B 原処分庁が、所得税基本通達(以下「基本通達」という。)38―8《取得費等に算入する借入金の利子等》の定めを適用しているのであれば、通達の適用誤りである。
 基本通達38―8は、所得税法第38条《譲渡所得の金額の計算上控除する取得費》に関する通達であり、同条の規定は、譲渡所得の金額の計算上控除すべき取得費に関する規定である。
 したがって、本件利子等は、所得税法第2条《定義》、同法第37条《必要経費》、同法第50条《繰延資産の償却費の計算及びその償却の方法》及びそれに関連する条文に基づき、事業所得の金額の算定の中で判断すべきである。
C 原処分庁は、新たに事業を開始する者が事業の用に供する資産を事業開始前に借入金によって取得した場合において、その者が事業開始前に支出した当該借入金の利子について、法人と異なった取扱いをしている。
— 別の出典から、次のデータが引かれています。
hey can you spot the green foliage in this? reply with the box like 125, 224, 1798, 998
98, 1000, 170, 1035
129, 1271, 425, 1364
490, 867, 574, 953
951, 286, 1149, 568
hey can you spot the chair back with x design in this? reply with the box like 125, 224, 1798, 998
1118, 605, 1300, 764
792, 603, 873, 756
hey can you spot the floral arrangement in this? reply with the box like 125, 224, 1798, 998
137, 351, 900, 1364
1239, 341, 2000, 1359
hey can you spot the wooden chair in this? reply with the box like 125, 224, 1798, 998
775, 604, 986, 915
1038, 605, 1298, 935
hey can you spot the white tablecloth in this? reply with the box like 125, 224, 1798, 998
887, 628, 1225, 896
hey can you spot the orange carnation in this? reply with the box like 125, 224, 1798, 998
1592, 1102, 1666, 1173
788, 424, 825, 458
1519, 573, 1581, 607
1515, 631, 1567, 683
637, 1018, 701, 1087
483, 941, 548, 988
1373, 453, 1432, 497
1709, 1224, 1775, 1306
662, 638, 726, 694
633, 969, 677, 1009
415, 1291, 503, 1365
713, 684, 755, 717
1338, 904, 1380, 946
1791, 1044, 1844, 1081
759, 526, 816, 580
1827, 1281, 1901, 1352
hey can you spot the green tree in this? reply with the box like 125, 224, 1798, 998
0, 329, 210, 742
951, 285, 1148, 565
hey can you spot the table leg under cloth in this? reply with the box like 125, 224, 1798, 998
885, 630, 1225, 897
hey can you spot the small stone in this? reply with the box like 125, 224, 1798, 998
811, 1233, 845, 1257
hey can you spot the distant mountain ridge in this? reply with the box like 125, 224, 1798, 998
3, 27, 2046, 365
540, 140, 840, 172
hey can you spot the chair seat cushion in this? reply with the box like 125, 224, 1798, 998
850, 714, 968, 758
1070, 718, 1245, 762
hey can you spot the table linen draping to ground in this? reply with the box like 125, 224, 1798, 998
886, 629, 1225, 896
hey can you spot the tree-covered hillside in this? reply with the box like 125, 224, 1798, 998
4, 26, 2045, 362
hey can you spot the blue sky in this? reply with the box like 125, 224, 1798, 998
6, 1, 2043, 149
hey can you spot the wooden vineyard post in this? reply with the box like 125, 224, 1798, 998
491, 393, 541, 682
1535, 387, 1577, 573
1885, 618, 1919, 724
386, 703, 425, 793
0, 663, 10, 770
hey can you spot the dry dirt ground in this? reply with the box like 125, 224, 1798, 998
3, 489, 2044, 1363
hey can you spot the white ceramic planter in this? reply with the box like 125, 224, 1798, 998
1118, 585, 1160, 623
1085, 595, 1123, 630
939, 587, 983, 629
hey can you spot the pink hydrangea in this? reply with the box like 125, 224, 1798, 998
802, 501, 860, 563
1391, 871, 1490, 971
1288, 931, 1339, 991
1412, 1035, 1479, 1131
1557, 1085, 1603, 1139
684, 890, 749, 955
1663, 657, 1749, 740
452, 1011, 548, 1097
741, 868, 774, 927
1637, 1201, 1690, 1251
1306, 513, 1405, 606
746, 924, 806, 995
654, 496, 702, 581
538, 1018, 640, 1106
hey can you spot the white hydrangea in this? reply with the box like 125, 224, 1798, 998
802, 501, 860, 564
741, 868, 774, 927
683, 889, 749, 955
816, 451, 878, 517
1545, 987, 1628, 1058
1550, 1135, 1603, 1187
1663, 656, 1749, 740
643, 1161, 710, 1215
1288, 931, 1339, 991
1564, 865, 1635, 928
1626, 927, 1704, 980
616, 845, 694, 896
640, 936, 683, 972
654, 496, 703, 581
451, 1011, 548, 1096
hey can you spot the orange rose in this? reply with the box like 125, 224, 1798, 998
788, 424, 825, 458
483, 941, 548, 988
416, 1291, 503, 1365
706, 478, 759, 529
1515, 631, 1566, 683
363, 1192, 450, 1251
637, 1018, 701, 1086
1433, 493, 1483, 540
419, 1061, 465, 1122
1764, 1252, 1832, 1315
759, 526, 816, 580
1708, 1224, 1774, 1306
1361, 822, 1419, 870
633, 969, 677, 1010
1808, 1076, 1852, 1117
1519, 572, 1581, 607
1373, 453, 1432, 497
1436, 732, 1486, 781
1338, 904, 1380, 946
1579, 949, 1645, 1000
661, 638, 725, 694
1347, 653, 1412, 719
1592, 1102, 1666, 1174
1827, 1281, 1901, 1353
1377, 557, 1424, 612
D 減価償却資産の取得価額は、会計学的にも用役提供能力の金銭価値とすべきであり、自己資金で取得した場合と借入金で取得した場合とで差が生じるとは考えられない。
(ロ)事業所得の金額の計算
 平成6年分の事業所得の金額は、繰延資産である開業費の償却費として本件利子等を所得金額から控除した金額である。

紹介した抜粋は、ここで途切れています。